All of Nevada’s 26 delegates will be awarded based on the results of Thursday’s Republican caucuses. President Donald Trump is set to dominate the contest, where his only opponent is Pastor Ryan Binkley.
Trump called the shocking Nevada primary a “bad night for Nikki Haley” on Truth Social.
“Watch, she’ll soon claim Victory!” the Republican frontrunner joked.
Haley was in no joking mood following her dismal showing in the Silver State. “It’s such a scam,” she told a reporter. “Trump rigged it.”
Haley went on to allege that Trump worked behind the scenes so Nevada Republican Party Chairman Michael McDonald “would go and create a caucus.”

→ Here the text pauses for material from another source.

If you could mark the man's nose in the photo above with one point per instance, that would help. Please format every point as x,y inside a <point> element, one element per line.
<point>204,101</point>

“We knew months ago that we weren’t going to spend a day or a dollar in Nevada, because it wasn’t worth it,” Haley claimed. “We didn’t even count Nevada … we knew that [it] was rigged from the start.”
McDonald said of the candidate’s remarks: “At the end of the day, the disrespect that Nikki Haley showed us, she just got reciprocated.”

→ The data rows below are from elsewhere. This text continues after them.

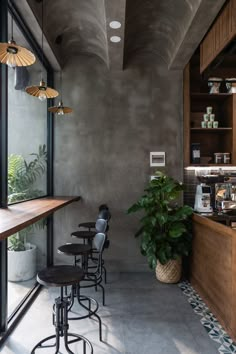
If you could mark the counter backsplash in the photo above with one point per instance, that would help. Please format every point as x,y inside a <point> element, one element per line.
<point>190,181</point>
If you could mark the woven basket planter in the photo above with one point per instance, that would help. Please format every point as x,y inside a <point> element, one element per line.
<point>169,272</point>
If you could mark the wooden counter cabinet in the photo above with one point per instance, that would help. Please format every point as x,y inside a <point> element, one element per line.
<point>213,269</point>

An MSNBC analyst called Haley’s showing “a tough reality for her.” He pointed out that it was a closed primary, and therefore not open to non-Republicans. “When you’re just talking about Republican voters, [Haley is] really getting clobbered,” he said.
Exit polls revealed that 70% of voters who cast a ballot for Haley in the January 23 New Hampshire primary were not Republicans.
Conservative comedian Chad Prather drew attention to Haley’s disastrous Nevada performance on X (formerly Twitter) Wednesday morning.
“How do you lose to no one?” he asked.
Former Rep. Doug Collins, R-GA, indicated that Haley should take the hint and exit the race.
“Nevada has perfectly summed up the GOP primary better than any analyst or reporter could ever attempt,” he wrote in an X post. “[Haley], the writing on the wall is clear! Face the facts, this race is over, time to focus on defeating Biden.”
Democratic columnist Ed Kilgore remarked in New York magazine’s Intelligencer, “Non-delegate-awarding primaries are often called ‘beauty contests.’ If that’s what this was, Haley’s performance was plug-ugly.”
Kilgore pointed out that in “the Democratic primary the same day, Joe Biden eased past ‘none of these candidates’ by an 89 percent to 6 percent margin.”
FOX News explained: “The confusion over [Nevada] having two competing contests dates to 2021, when Democrats, who at the time controlled both Nevada’s governor’s office and the legislature, passed a law changing the presidential nominating contest from long-held caucuses to a state-run primary.”
The Nevada GOP objected, but last year their legal bid to stop the primary from going forward was rejected. In a twist, the judge in the case allowed the state Republicans to hold their own caucuses, where all 26 delegates will be up for grabs.
The state GOP ruled that candidates who put their name on the state-run primary ballot could not take part in the caucuses.